Page: 4/12 of report number: NSCIB-CC-0016828-CR, dated 11 December 2019 2 TUVRheinland
Precisely Right.

Foreword

The Netherlands Scheme for Certification in the Area of IT Security (NSCIB) provides a third-party
evaluation and certification service for determining the trustworthiness of Information Technology (IT)
security products. Under this NSCIB, TÜV Rheinland Nederland B.V. has the task of issuing
certificates for IT security products, as well as for protection profiles and sites.

Part of the procedure is the technical examination (evaluation) of the product, protection profile or site
according to the Common Criteria assessment guidelines published by the NSCIB. Evaluations are
performed by an IT Security Evaluation Facility (ITSEF) under the oversight of the NSCIB Certification
Body, which is operated by TUV Rheinland Nederland B.V. in cooperation with the Ministry of the
Interior and Kingdom Relations.

An ITSEF in the Netherlands is a commercial facility that has been licensed by TUV Rheinland
Nederland B.V. to perform Common Criteria evaluations; a significant requirement for such a license is
accreditation to the requirements of ISO Standard 17025 “General requirements for the accreditation
of calibration and testing laboratories”.
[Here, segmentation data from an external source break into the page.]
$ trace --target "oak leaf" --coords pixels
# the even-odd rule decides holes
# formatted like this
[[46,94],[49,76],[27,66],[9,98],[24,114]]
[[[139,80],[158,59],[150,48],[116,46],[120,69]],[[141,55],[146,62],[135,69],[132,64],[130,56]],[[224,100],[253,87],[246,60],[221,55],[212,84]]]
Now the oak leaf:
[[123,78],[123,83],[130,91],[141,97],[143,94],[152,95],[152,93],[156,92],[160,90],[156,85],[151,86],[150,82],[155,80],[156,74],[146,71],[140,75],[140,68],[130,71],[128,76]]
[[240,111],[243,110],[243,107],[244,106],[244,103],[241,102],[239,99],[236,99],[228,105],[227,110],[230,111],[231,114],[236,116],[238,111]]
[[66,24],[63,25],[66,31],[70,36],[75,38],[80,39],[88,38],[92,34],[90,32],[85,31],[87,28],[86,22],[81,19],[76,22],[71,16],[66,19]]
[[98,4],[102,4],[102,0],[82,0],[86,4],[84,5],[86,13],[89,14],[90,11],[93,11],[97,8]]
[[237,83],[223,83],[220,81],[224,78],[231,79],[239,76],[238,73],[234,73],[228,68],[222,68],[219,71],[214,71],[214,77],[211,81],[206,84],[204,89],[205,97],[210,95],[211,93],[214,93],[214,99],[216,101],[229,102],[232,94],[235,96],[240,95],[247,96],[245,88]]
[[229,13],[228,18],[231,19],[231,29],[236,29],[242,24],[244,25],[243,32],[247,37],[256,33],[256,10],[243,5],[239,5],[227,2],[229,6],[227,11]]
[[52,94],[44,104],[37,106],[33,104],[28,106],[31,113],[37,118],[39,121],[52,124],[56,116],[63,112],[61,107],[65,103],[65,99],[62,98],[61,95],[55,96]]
By awarding a Common Criteria certificate, TUV Rheinland Nederland B.V. asserts that the product or
site complies with the security requirements specified in the associated (site) security target, or that
the protection profile (PP) complies with the requirements for PP evaluation specified in the Common
Criteria for Information Security Evaluation. A (site) security target is a requirements specification
document that defines the scope of the evaluation activities.

The consumer should review the (site) security target or protection profile, in addition to this
certification report, in order to gain an understanding of any assumptions made during the evaluation,
the IT product's intended environment, its security requirements, and the level of confidence (i.e., the
evaluation assurance level) that the product or site satisfies the security requirements stated in the
(site) security target.

Reproduction of this report is authorized provided the report is reproduced in its entirety.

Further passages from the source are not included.